So much for microbursts.  The moral(s) of the story?  First, the most obvious cause is often not the cause at all.  Second, determined customers are often right.  And third:  even intimidating QoS cases can have an easy fix.

I’ve mentioned in previous TAC Tales that I started on a TAC team dedicated to enterprise, which made sense given my background.  Shortly after I came to Cisco the enterprise team was broken up and its staff distributed among the routing protocols team and LAN switch team.  The RP team at that time consisted of service provider experts with little understanding of LAN switching issues, but deep understanding of technologies like BGP and MPLS.  This was back before the Ethernet-everywhere era, and SP experts had never really spent a lot of time with LAN switches.

This created a big problem with case routing.  Anyone who has worked more than 5 minutes in TAC knows that when you have a routing protocol problem, usually it’s not the protocol itself but some underlying layer 2 issue.  This is particularly the case when adjacencies are resetting.  The call center would see “OSPF adjacencies resetting” and immediately send the case to the protocols team, when in fact the issue was with STP or perhaps a faulty link.  With all enterprise RP issues suddenly coming into the same queue as SP cases, our SP-centric staff were constantly getting into stuff they didn’t understand.

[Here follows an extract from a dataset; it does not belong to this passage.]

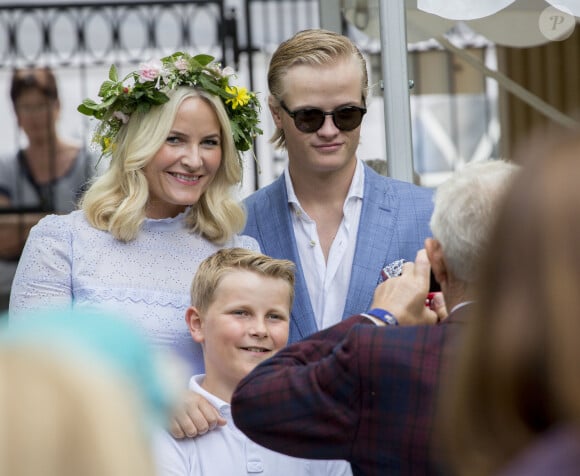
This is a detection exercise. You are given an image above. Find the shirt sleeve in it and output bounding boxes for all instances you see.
[10,215,73,320]
[232,316,373,459]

One such case came in to us, priority 1, from a service provider that ran “cell sites”, which are concrete bunkers with radio equipment for cellular transmissions.  “Now wait,” you’re saying, “I thought you just said enterprise RP cases were a problem, but this was a service provider!”  Well, it was a service provider but they ran LAN switches at the cell site, so naturally when OSPF started going haywire it came in to the RP team despite obviously being a switching problem!

A quick look at the logs confirmed this:

Jun 13 01:52:36 LSW38-0 3858130: Jun 13 01:52:32.347 CDT:
%C4K_EBM-4-HOSTFLAPPING: Host 00:AB:DA:EE:0A:FF in vlan 74 is flapping
between port Fa2/37 and port Po1

Here we could see a host MAC address moving between a front-panel port on the switch and a core-facing port channel.  Something’s not right there.  There were tons of messages like these in the logs.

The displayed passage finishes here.